Question

Water flows through a pipe of diameter 20 cm at a flow rate of 0.025 m\(^3\)/s. A pitot-static tube is placed at the centre of the pipe and indicates the pressure difference of 5 cm of water column. Theoretical velocity measured through pitot-static tube when multiplied with velocity coefficient \( C_v \) gives the actual velocity of the flow.

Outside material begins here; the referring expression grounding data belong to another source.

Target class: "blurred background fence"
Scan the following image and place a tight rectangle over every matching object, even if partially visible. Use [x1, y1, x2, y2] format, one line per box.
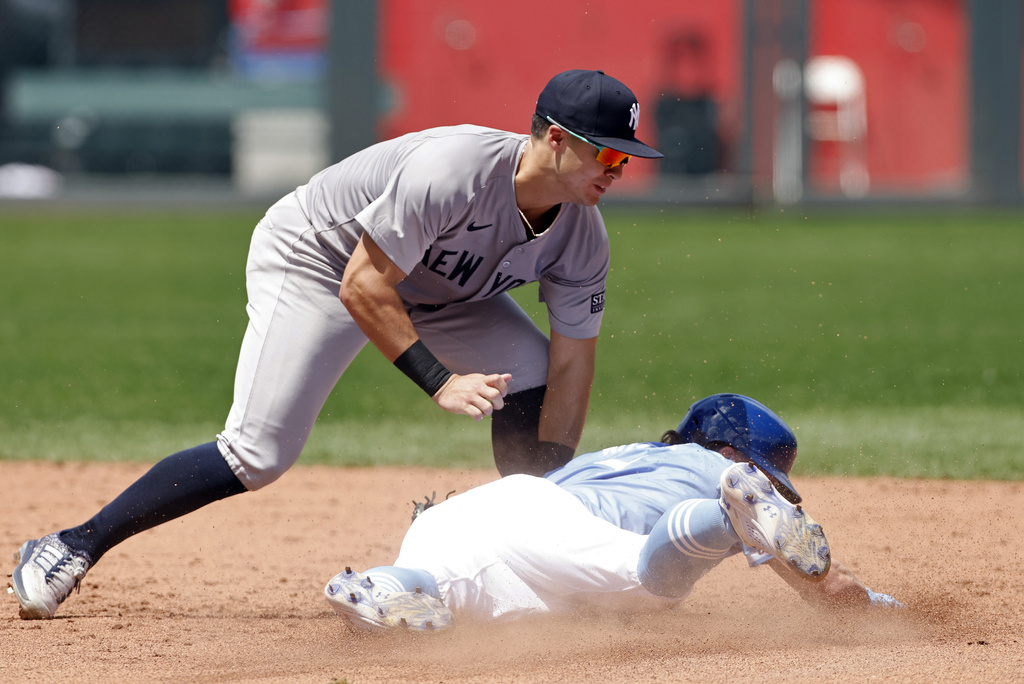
[0, 0, 1021, 206]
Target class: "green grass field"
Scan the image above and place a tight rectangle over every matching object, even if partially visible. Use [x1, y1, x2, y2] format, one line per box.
[1, 204, 1021, 480]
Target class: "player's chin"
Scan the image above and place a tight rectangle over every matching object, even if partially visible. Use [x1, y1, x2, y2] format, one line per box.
[581, 186, 606, 205]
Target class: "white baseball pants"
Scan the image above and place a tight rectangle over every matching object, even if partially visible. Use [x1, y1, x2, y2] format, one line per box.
[394, 474, 677, 621]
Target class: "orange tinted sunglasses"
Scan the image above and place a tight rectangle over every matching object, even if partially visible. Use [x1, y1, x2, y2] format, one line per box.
[545, 116, 631, 168]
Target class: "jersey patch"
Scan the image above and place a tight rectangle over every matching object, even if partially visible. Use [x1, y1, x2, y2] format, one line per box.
[590, 290, 605, 313]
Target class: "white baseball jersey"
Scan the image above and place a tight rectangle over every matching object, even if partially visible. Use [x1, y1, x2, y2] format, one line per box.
[301, 124, 610, 339]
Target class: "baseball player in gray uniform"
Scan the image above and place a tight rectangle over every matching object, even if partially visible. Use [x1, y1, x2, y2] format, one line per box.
[11, 69, 663, 620]
[323, 394, 903, 631]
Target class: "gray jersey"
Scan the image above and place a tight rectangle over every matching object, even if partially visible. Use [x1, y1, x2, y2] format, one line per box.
[299, 125, 609, 339]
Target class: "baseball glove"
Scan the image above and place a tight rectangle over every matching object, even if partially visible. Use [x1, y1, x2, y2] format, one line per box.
[411, 490, 456, 522]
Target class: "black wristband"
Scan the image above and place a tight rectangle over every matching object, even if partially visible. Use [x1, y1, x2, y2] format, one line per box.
[393, 340, 453, 396]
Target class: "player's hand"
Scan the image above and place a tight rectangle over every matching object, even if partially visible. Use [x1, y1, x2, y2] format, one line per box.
[771, 558, 882, 609]
[866, 589, 905, 609]
[432, 373, 512, 420]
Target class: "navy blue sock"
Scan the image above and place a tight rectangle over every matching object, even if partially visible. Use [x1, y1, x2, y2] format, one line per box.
[59, 442, 247, 563]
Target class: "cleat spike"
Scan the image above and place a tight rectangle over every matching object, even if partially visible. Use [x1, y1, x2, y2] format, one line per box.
[718, 462, 831, 583]
[324, 567, 454, 632]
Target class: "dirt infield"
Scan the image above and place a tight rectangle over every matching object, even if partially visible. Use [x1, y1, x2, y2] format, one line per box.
[2, 460, 1022, 683]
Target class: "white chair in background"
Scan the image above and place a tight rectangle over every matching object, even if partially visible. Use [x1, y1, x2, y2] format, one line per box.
[803, 55, 869, 197]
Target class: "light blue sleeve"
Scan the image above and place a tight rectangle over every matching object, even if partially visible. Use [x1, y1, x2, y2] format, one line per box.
[637, 499, 740, 598]
[550, 442, 732, 534]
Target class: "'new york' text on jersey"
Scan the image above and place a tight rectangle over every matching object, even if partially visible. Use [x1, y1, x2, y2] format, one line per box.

If the mean velocity in the pipe is 90% of the actual velocity at the centre of the pipe and the gravitational acceleration is 10 m/s\(^2\), the value of \( C_v \) (rounded off to 2 decimal places) is ........

Hint:

To determine the velocity coefficient \( C_v \), use the relationship between the mean velocity and the actual velocity at the centre of the pipe. The theoretical velocity is determined using the pressure difference measured by the pitot-static tube.

Answer 1

The flow rate \( Q \) is related to the mean velocity \( V_m \) and the cross-sectional area \( A \) of the pipe as:
\[ Q = V_m \cdot A \] Where \( A \) is the cross-sectional area of the pipe. The diameter \( D \) of the pipe is 20 cm = 0.2 m, so the area \( A \) is:
\[ A = \frac{\pi D^2}{4} = \frac{\pi (0.2)^2}{4} = 0.0314 \, {m}^2 \] The flow rate \( Q \) is given as 0.025 m\(^3\)/s. Using this, we can calculate the mean velocity \( V_m \):
\[ V_m = \frac{Q}{A} = \frac{0.025}{0.0314} = 0.796 \, {m/s} \] Next, the pitot-static tube gives the pressure difference, which is used to determine the theoretical velocity \( V_{{theory}} \). The theoretical velocity is related to the pressure difference \( \Delta P \) as:
\[ V_{{theory}} = \sqrt{\frac{2 \Delta P}{\rho}} \] Where: - \( \Delta P = 5 \, {cm of water} = 5 \times 10^{-2} \, {m of water column} \), - \( \rho = 1000 \, {kg/m}^3 \) (density of water), - Gravitational acceleration \( g = 10 \, {m/s}^2 \). Now, calculate the pressure difference in terms of force per unit volume (pressure): \[ \Delta P = \rho g h = 1000 \times 10 \times 0.05 = 500 \, {Pa} \] Now calculate the theoretical velocity:
\[ V_{{theory}} = \sqrt{\frac{2 \times 500}{1000}} = \sqrt{1} = 1 \, {m/s} \] The actual velocity at the centre of the pipe is related to the theoretical velocity by the velocity coefficient \( C_v \): \[ V_{{actual}} = C_v \cdot V_{{theory}} = C_v \cdot 1 \] Since the mean velocity is 90% of the actual velocity, we have: \[ V_m = 0.9 \cdot V_{{actual}} = 0.9 \cdot C_v \] Using the value of \( V_m = 0.796 \, {m/s} \), we get: \[ 0.796 = 0.9 \cdot C_v \] Solving for \( C_v \): \[ C_v = \frac{0.796}{0.9} = 0.884 \, {(rounded to two decimal places)} \] Thus, the value of \( C_v \) is 0.85.